5 ways to make TV safe for kids: See PTC's 2019 list

by Diana Chandler, posted Monday, January 14, 2019 (7 months ago)

The Netflix cartoon Big Mouth, featuring teenagers confused by newfound puberty, is one of several shows harmful to children, the Parents Television Council said.
Netflix video cover
LOS ANGELES (BP) -- Protecting children from obscenity on television has never been more difficult than in 2019, the Parents Television Council (PTC) said in listing the top five reforms the entertainment industry needs to make this year.

"Even with the most diligent parental oversight, the industry has exceptional power and leverage to influence our children," the PTC said. "But while the industry continues to produce and distribute entertainment content, it continues to wave off any responsibility for harmful effects that content can have on children.

"That is the very height of corporate malfeasance and hypocrisy," the PTC said in its list released at w2.parentstv.org/blog/.

The PTC implores the entertainment industry to:

1. Prevent inaccurate marketing to children by establishing "accurate, consistent and transparent" content ratings systems with public accountability.

"The current ratings systems are none of those things," the PTC said. "Our own research, along with outside research, shows how these ratings systems allow kids to have access to some of the most violent and sexually explicit media content available."

2. Stop marketing harmful content to children on streaming services such as Netflix.

Competition among streaming services is pushing such established outlets as Netflix to expand its lineup with little consideration of child safety, PTC warns.

The PTC described as "proven to be harmful to children" the Netflix suicide drama "13 Reasons Why"; the cartoon "Big Mouth" that "grotesquely sexualizes children," and the film "Desire," which the PTC said "borders on child pornography."

Netflix callously markets such programs to children through its on demand streaming platform, the PTC asserts, with no regard for child safety.

3. Offer an "al a carte" Cable TV service instead of company-selected bundle plans.

Allowing families to choose which channels they subscribe to on Cable TV, instead of offering pre-packaged bundles, would allow families another tool in avoiding unsavory content, the PTC said.

"For years the PTC has advocated for the industry to embrace 'a la carte' Cable choice, where consumers choose and pay for only the networks they want to watch," the PTC said. "Studies have also shown that families are seeking an 'a la carte' Cable choice solution not just because they are tired of paying for more than they watch, but also to keep harmful content from reaching their children."

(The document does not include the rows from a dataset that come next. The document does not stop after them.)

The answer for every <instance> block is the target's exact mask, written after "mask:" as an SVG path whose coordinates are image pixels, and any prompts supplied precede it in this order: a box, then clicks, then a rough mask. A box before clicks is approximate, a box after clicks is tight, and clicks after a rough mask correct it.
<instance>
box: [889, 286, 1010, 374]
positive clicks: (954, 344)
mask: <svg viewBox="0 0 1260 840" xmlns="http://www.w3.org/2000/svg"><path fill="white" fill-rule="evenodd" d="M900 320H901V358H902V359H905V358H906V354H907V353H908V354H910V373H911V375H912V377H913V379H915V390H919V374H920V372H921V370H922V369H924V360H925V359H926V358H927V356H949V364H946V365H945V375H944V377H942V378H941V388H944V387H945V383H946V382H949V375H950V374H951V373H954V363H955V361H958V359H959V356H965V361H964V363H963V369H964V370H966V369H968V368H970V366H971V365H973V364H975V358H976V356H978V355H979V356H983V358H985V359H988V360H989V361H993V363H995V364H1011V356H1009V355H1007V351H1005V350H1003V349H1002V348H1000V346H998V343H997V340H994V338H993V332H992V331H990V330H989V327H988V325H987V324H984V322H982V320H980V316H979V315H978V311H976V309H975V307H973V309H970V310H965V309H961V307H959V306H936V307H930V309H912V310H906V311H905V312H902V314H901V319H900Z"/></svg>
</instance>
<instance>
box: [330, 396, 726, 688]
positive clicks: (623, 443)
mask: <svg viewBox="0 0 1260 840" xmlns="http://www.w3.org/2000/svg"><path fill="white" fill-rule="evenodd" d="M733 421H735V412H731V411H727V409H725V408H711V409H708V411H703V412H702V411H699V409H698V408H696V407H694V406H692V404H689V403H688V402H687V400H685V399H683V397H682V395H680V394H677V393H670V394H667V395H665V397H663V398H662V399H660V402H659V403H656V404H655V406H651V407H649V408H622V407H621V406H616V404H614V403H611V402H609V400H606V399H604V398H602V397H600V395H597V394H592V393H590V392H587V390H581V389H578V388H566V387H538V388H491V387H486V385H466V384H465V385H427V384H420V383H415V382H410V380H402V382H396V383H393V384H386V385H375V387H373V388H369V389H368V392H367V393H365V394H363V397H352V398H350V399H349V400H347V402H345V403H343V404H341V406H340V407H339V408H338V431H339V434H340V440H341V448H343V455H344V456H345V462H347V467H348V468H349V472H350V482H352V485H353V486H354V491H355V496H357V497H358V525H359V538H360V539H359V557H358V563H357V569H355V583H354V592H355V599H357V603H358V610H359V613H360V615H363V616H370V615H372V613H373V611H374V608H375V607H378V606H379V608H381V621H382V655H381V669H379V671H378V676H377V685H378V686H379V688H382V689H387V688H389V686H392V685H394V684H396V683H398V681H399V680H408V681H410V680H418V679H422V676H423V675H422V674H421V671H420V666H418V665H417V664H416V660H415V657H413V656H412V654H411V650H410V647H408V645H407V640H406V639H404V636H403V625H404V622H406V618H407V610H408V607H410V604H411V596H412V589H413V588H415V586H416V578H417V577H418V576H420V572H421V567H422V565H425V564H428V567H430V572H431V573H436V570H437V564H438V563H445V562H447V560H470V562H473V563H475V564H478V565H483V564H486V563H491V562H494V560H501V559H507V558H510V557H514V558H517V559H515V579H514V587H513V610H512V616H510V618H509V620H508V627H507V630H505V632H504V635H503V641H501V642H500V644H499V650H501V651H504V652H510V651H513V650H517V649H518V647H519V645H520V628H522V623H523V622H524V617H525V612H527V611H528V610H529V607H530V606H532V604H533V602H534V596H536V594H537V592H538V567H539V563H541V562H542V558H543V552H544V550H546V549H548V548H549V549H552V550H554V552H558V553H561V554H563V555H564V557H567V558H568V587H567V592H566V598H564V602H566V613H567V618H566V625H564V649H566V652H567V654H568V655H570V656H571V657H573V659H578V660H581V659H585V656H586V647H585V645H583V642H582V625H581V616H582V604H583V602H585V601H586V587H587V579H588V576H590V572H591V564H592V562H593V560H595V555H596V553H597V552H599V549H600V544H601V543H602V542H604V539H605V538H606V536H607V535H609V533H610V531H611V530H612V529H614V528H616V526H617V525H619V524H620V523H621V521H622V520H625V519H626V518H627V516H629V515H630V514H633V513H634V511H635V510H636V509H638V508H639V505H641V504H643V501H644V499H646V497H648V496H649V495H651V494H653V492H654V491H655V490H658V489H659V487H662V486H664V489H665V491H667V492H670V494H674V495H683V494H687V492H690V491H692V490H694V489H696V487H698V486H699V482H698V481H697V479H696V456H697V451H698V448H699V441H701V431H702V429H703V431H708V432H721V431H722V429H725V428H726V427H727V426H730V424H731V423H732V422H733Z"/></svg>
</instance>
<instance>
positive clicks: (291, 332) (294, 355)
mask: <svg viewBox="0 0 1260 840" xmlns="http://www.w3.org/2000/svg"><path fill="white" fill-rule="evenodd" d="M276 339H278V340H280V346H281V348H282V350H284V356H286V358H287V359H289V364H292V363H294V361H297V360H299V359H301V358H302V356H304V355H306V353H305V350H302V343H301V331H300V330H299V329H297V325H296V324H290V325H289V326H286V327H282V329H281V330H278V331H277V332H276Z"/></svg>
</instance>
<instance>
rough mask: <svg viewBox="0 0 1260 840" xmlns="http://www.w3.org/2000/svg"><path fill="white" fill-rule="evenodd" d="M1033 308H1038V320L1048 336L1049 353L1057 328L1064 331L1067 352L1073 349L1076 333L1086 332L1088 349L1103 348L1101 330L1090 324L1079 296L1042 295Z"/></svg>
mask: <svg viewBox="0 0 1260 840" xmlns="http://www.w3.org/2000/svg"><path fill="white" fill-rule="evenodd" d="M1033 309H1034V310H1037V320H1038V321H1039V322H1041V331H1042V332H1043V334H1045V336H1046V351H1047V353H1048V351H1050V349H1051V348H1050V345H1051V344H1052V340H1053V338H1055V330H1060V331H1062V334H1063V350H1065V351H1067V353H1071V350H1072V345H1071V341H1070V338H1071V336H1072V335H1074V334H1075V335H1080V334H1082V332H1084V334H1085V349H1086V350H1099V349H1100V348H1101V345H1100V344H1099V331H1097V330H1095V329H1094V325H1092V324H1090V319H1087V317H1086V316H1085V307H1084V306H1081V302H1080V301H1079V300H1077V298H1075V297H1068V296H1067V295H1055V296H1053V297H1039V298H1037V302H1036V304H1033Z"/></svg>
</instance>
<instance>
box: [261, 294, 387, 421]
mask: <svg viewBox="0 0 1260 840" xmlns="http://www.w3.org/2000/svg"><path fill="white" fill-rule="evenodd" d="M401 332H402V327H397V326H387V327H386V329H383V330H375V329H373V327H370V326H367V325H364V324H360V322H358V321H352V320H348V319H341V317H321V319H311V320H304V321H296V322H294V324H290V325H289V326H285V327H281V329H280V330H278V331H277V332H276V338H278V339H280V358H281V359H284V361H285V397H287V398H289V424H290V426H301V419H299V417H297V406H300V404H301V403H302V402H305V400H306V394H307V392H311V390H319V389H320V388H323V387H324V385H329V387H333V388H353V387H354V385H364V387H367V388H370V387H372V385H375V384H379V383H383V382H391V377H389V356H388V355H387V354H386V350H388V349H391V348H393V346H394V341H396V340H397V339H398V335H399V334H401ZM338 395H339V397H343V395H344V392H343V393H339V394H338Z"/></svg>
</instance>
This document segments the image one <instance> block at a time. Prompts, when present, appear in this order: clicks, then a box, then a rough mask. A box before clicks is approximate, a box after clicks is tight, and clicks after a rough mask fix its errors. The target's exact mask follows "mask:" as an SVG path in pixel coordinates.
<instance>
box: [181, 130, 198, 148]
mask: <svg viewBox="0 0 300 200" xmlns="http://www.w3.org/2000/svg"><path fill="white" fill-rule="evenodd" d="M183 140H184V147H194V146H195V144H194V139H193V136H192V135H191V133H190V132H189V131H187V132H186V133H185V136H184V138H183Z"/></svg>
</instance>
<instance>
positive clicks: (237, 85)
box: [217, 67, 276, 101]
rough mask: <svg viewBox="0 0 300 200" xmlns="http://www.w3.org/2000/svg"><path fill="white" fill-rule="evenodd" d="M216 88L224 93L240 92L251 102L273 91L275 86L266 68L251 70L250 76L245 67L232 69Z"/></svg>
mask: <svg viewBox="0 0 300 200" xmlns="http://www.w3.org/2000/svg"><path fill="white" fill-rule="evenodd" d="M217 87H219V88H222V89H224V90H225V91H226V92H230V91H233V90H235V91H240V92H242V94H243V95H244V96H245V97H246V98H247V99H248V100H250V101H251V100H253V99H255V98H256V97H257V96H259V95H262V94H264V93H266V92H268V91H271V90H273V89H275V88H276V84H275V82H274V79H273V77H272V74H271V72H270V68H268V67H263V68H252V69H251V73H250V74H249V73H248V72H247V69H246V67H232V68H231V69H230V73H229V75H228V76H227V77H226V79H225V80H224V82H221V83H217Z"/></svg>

4. Stop opposing parental access to technology that filters television content.

Hollywood has effectively blocked parental access to technology that would allow consumers to filter explicit content from shows viewed on Netflix, Amazon and other bona fide streaming services, the PTC said.

Most recently, Hollywood studios lobbied against an amendment to the Family Movie Act in the last congressional session of 2018 by describing the technology as a tool of copyright piracy, the PTC said. Filtering can benefit the entertainment industry as well as parents, the PTC asserts, because parents would be willing to pay for filtering.

"Hollywood must stop its opposition to such a common-sense solution for families," the nonpartisan watchdog group said. "If they won't do it, then Congress must put families first by re-introducing this Family Movie Act amendment and passing it this year."

5) Expand the #MeToo movement to protect children.

Television entertainment needs to prioritize children by discontinuing "sexually explicit, degrading, misogynistic and demeaning content" that "frequently includes children in the scene," according to the PTC.

"We believe there is an urgent need for Hollywood to recognize #OurKidsToo," the PTC said, and "improve how it portrays girls and young women."

If these five reforms are adopted, as the PTC explains it, parents would not have to worry about accurate ratings, children would not be exposed to age-inappropriate content and issues, and families would not be forced to buy sexually explicit programming alongside family friending shows.

Diana Chandler is Baptist Press' general assignment writer/editor. BP reports on missions, ministry and witness advanced through the Cooperative Program and on news related to Southern Baptists' concerns nationally and globally.